Background

The client’s objective for this prototype was to leverage Natural Language Processing (NLP) for aggregating data from Pub Med articles. The goal was to identify commonalities among articles pertaining to drugs, diseases, and genes, ultimately aiding researchers in uncovering new applications for drugs.

Approach

I crafted and implemented this interface utilizing D3JS and Angular. Upon selecting a primary drug, disease, or gene for investigation, a vector graph is generated. Each node within the graph is interactive, providing access to the vector scores indicating the degree of correlation between the two nodes.
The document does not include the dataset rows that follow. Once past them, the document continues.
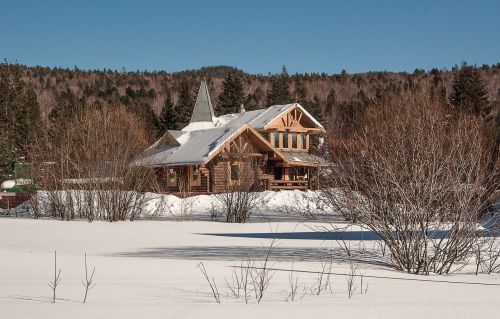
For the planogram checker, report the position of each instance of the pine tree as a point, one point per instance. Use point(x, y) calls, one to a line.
point(168, 116)
point(331, 100)
point(314, 108)
point(301, 94)
point(469, 92)
point(185, 105)
point(232, 95)
point(279, 93)
point(67, 106)
point(19, 118)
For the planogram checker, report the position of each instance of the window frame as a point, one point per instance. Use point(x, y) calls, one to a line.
point(284, 139)
point(171, 172)
point(303, 140)
point(194, 170)
point(294, 140)
point(276, 139)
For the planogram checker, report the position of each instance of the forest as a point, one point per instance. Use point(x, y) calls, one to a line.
point(37, 103)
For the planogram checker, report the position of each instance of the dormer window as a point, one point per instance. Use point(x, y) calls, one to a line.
point(276, 137)
point(303, 138)
point(171, 177)
point(294, 140)
point(285, 139)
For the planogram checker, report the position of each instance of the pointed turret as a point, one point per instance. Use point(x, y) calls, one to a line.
point(203, 110)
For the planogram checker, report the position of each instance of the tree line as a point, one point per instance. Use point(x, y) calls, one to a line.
point(38, 100)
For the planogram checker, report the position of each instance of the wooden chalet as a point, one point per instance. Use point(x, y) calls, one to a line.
point(268, 148)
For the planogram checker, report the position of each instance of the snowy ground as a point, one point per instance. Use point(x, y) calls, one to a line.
point(147, 269)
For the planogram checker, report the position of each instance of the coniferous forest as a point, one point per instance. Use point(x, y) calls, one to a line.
point(42, 100)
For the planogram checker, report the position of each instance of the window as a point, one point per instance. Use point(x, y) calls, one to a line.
point(235, 171)
point(285, 139)
point(171, 177)
point(195, 176)
point(276, 136)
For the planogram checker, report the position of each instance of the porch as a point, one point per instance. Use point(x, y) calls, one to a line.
point(289, 178)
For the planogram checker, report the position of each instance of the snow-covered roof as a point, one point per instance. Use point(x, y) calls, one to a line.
point(303, 157)
point(198, 142)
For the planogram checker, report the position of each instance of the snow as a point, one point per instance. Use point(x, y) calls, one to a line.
point(274, 205)
point(195, 126)
point(11, 183)
point(8, 184)
point(147, 269)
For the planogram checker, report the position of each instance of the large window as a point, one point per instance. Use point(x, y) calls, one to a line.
point(285, 139)
point(276, 137)
point(171, 177)
point(235, 172)
point(294, 140)
point(195, 176)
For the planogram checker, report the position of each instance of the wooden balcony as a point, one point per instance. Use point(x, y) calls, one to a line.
point(283, 184)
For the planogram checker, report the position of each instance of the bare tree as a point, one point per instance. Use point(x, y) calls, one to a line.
point(92, 172)
point(419, 179)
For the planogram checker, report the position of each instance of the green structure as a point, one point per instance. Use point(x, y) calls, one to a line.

Subsequently, users can switch to the Documents tab to view a meticulously organized list of related articles sourced from PubMed. The extremes of this list exhibit a stronger association with one of the nodes. In theory, the documents positioned in the middle should bear relevance to both nodes.

Results

During testing, the prototype demonstrated commendable performance. The documents closely linked to individual nodes exhibited the anticipated correlations. However, those positioned in the middle displayed looser connections to each node, necessitating further research for true drug discovery.

Next Steps

The subsequent phase for this project entailed implementing a history tracker to enable researchers to trace their research journey. Furthermore, I intended to incorporate functionality for delving deeper into the segmented documents, thereby empowering researchers to unearth related documents within the dataset.